Autoriza composição de dívidas de crédito rural contratadas até 2017 para produtores rurais e cooperativas.

Resumo

🛑 ATENÇÃO: Esta resolução foi REVOGADA pela Resolução CMN 4.816, de 2020. As informações abaixo são apenas para referência histórica.

A norma autorizou a composição (renegociação) de dívidas de crédito rural para produtores e cooperativas com dificuldades de pagamento.

As principais condições da linha de crédito eram:

💰 Limite por beneficiário de até R$ 3 milhões.

📈 Taxa de juros de 8% ao ano.

🗓️ Prazo de até 12 anos, com carência de até 36 meses.

✅ Abrangia dívidas contratadas até 28 de dezembro de 2017.

⏳ Os prazos para adesão e formalização se encerraram em 2020.

Atenção: Esta resolução foi expressamente revogada pelo Art. 2º da Resolução CMN nº 4.816, de 13 de maio de 2020. As informações a seguir possuem caráter histórico e não são mais aplicáveis.
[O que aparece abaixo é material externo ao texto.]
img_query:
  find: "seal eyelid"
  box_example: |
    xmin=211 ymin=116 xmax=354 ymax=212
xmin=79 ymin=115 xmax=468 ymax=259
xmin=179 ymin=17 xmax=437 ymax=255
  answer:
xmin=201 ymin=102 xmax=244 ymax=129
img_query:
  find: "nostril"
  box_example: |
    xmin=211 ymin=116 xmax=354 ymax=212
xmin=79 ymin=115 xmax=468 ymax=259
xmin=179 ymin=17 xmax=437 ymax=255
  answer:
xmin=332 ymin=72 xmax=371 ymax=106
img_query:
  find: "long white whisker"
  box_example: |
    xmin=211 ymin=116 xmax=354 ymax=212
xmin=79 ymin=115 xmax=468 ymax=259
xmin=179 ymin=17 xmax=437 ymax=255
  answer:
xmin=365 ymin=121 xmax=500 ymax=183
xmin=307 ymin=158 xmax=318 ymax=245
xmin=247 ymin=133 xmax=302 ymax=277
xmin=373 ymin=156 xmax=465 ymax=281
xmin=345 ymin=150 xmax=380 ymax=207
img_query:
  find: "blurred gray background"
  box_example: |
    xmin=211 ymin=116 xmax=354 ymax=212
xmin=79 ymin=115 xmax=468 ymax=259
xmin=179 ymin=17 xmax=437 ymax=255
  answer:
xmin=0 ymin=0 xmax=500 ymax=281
A norma autorizava as instituições financeiras a realizarem a composição de dívidas de operações de crédito rural, tanto de custeio quanto de investimento. O objetivo era oferecer um novo crédito para a liquidação integral de dívidas antigas de produtores rurais e suas cooperativas que comprovassem dificuldades de pagamento, como frustração de safras ou problemas de comercialização, mas que ainda demonstrassem viabilidade econômica para o futuro.

As principais condições estabelecidas para a renegociação eram:

Operações Elegíveis: Dívidas de operações contratadas até 28 de dezembro de 2017.

Limite por Beneficiário: O valor do novo crédito para liquidação das dívidas era limitado a R$ 3.000.000,00.

Condições Financeiras: A taxa de juros efetiva foi fixada em 8% ao ano, com prazo de reembolso de até 12 anos, incluindo um período de carência de até 36 meses.

Prazos: O mutuário deveria manifestar formalmente o interesse na renegociação até 30 de abril de 2020, e a instituição financeira tinha até 30 de junho de 2020 para formalizar a operação.

A resolução também especificava as fontes de recursos (BNDES e Poupança Rural, somando R$ 1 bilhão) e definia as operações não elegíveis, como aquelas que ainda estavam no período de carência, as já classificadas como prejuízo pela instituição financeira ou dívidas de programas de renegociação mais antigos.